Rus Genelkurmayı’nca planlanan manevra, yaklaşan İran Savaşı’nın Avrasya’nın güneyiyle Hazar Denizi bölgesindeki bir provası olarak tanımlanıyor. Gözlemciler bölge ülkeleri arasındaki askeri işbirliğinin giderek geliştiğine işaret ediyorlar. İran medyasının bugünlerde sık sık gündeme getirdiği “İran’a karşı, stratejik karşı sıklet merkezinin Azerbaycan üzerinden Hazar Denizi’nde oluşturulması”  tezlerine destek verircesine Kremlin, karşı bir savunma planı hazırlamış durumda. “Kollektif Güvenlik İşbirliği” çerçevesinde Rus ve Kazak Hazar donanmaları, ABD’nin Hazar Denizi’ne yönelik bir askeri çıkartma ya da amfibik harekatına karşı, Hazar Denizi’nde konuşlanmış durumdalar.

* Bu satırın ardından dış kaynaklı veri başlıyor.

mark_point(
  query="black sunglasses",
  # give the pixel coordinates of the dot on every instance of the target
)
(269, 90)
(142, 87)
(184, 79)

Askeri uzmanlar, Aktau’daki savaş oyunlarını yakın gelecek açısından olağanüstü önemli sayıyorlar. Uzmanlara göre, ABD, İran üzerindeki baskıyı adım adım artıracak. Böylece hem Kazakistan’la Azerbaycan’daki petrol yatırımlarının güvenliği açısından bizzat devreye girecek hem de Bakü-Tiflis-Ceyhan’ın olası bir savaşta güvenliği için bölgeye birlik gönderecek. ABD’nin Hazar’da güçlenecek askeri varlığı aynı zamanda üslerini hızla yitirdiği Orta Asya’nın denetimi açısından da önemli bir katkı sağlayacak. Aktau’daki manevrayla aynı tarihlerde Şanghay İşbirliği Örgütü üyesi olan Kazakistan ile Çin de Kazak topraklarında ortak askeri manevralar gerçekleştirdiler.  “Şanghay İşbirliği Örgütü”  ile Aktau’daki manevraları düzenleyen “Kollektif Güvenlik Örgütü” arasında geçen yıl başlayan askeri-istihbari koordinasyon ve işbirliğinin belirtileri bu manevralarda da ortaya çıktı. Halen Şanghay İşbirliği Örgütü bünyesinde gözlemci üye statüsünde bulunan İran’ın her iki askeri örgütle gayriresmi ilişkisini sürdürdüğü de biliniyor.
Askeri gözlemciler Aktau manevralarının bir dönüm noktası sayılması gerektiği üzerinde birleşiyorlar. Böylece Orta Asya Türk Cumhuriyetleri Rusya’nın patronojındaki bu yeni Avrasya Varşova Paktı içinde Rusya ve İran’ın Çin’in çıkarlarını savunmak amacıyla Rus Ordusu’nun yedek gücü haline gelme yolundalar. Üstelik onlar ne ABD ne de Rus, Çin tarafını seçmek zorunda değiller. Bu krizde Doğu ve Batı arasında denge politikası izleyerek tarafsız kalabilirler.
Önümüzdeki gelişmeler olağanüstü tarihsel, siyasal, stratejik oluşumlara gebe. Türk dünyası; ABD’nin kucağına düşmeyeyim derken, bu kez yeniden Rusya ve Çin’in kucağına oturmaya bilinçsiz bir biçimde sürükleniyor.